The line constant Z indicates Z11 to Z16, Z21 to Z26, and Z61 to Z66 of Equation 1 in the case of a two-line transmission line. In the arithmetic unit, the impedance matrix of the line shown in FIG. input. The input is performed by the accident situation identification device 511 in FIG.
If the system conditions change, the setting can be changed successively.

[0038]

As described above, according to the present invention, it is possible to improve the performance of the accident mode identification device for locating the fault point of the transmission line and calculating the fault point resistance, and the settling value of the line constant can be easily settled by the maintenance staff.

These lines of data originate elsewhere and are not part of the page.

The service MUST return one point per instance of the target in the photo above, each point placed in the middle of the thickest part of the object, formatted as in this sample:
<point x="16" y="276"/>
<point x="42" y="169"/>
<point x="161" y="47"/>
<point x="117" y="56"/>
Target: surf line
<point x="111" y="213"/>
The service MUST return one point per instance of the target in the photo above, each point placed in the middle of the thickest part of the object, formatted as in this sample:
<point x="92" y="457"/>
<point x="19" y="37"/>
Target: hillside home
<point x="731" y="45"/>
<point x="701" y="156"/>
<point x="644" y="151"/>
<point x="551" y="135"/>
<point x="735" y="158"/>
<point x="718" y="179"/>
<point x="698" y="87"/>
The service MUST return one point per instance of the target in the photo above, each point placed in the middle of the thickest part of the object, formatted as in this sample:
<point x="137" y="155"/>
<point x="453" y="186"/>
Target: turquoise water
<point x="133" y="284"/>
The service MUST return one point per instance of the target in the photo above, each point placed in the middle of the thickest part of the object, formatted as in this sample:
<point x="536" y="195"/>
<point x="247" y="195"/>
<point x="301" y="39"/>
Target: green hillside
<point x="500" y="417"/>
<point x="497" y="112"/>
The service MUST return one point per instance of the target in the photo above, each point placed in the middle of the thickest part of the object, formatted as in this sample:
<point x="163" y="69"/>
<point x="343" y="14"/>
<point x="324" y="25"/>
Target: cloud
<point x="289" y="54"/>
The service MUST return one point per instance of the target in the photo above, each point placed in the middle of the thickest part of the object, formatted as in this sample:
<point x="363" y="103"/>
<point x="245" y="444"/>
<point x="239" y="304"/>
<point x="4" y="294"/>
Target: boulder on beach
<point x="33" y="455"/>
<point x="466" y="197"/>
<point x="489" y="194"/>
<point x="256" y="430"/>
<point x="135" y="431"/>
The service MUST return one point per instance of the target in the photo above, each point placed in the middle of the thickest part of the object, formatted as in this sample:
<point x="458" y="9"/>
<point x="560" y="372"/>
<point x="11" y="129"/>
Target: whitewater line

This has the effect of increasing the reliability of system operation and reducing the economic burden on settling calculations.

[Brief description of the drawings]

FIG. 1 is an overall explanatory view of the present invention.

FIG. 2 is an explanatory diagram of a calculation method using a two-terminal parallel two-circuit transmission line.

FIG. 3 is an impedance matrix of a line.

FIG. 4 is an operation flowchart.

FIG. 5 is a system configuration diagram of a master station device including data collection and a central device.

FIG. 6 is a configuration diagram of a terminal at a partner terminal.

FIG. 7 is a tower model of a transmission line.

FIG. 8 is an explanatory diagram of calculating a line constant.

[Explanation of symbols]

11, 12 ... three-phase AC power supply, 13, 14 ... power supply neutral point impedance, 20 ... transmission line, 50 ... accident state identification device 21, 22, ... current transformer, 23, 24 ...
... voltage transformers, 31, 32 ... data collection devices.

────────────────────────────────────────────────── ─── Continuation of the front page (72) Inventor Sonsho Yanagita 15-1, Ushijima-cho, Toyama City, Toyama Prefecture Hokuriku Electric Power Co., Inc. (56) References JP-A-2-74877 (JP, A) JP-A-3 -259755 (JP, A) JP-A-62-98273 (JP, A) (58) Fields investigated (Int. Cl. ⁷ , DB name) G01R 31/08 H02H 3/38 H02H 7/26 H02J 13/00

Claims (1)

(57) [Claims] As means for inputting a voltage and current signal of a transmission line and locating a fault point, a line constant corrected by a ratio of a fault current of a transmission line to be measured to an overhead ground line and a ground is used. Characteristic accident condition identification device.